Readers who have stayed with me through these reviews will be aware that “hypertension” is also on my bin-list of terms which confuse both doctors and patients. There is so much circularity in most papers about high blood pressure that if you don’t get vertigo, you can’t be reading them properly. The obvious solution is not to read papers about high blood pressure. Ask for some risk figures instead, with direct trial evidence about particular risk-reducing strategies. Stuff that actually applies to the person with the sphyg round their arm. Again, if it takes more than a couple of sentences to explain, don’t bother. Here is a trial of a new strategy for detecting “hypertension” using criteria based on cardiovascular risk. So far so good: “this new triaging approach accurately classified hypertensive status for most, with half the utilisation of ABPM compared with usual care.” But what does “hypertensive status” mean in terms of a shared strategy? This is not just a purist question, asking for long-term trials on this newly defined population with “hypertensive status”; it’s also a plea for nuance in discussing continuous variables with healthy people and helping them make personal choices between multiple drugs which over a hundred people need to take to prevent one event.
Plant of the Week: Dregea sinensis
We used to visit a mournful Cockney nurseryman near Oxford, who sold some wonderful plants very cheaply. On one visit he came up to me and said “Ere, smell this”.

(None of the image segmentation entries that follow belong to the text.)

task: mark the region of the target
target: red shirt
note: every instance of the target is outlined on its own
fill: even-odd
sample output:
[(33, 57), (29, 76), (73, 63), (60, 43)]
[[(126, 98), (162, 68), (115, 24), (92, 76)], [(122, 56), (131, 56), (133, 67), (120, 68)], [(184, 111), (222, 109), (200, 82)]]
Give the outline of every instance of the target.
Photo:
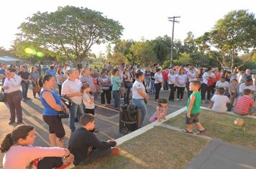
[(168, 72), (165, 72), (165, 70), (163, 71), (163, 77), (164, 80), (168, 80)]
[(247, 96), (242, 96), (237, 100), (233, 111), (241, 115), (247, 115), (249, 107), (252, 107), (252, 105), (253, 99), (250, 98)]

It was a climber with small umbels of sweetly scented flowers which I recognised as Wattakaka sinensis, so I replied “What a cracker!”
“What did you just say? Yer, it’s a Wattakaka. It’s called a wattakaka” he said, slightly puzzled. He was not a man of puns.
Since those days the Chinese wattakaka has changed its name to Dregea, but not its scent, which is still sweet and intense and old-fashioned, redolent of hot summers in the 1950s. But in fact it was never a common English garden plant, because it usually dies after a winter or two. We’ve been through four so far.
Our latest one is tucked behind a bench in a sheltered spot close to jasmine and a very fragrant rose. Despite this competition it still makes its mark on the nostril. This is good: olfactory overload is what you look for when sitting on a sunny bench in high summer. Time to put crushed borage in the lemonade.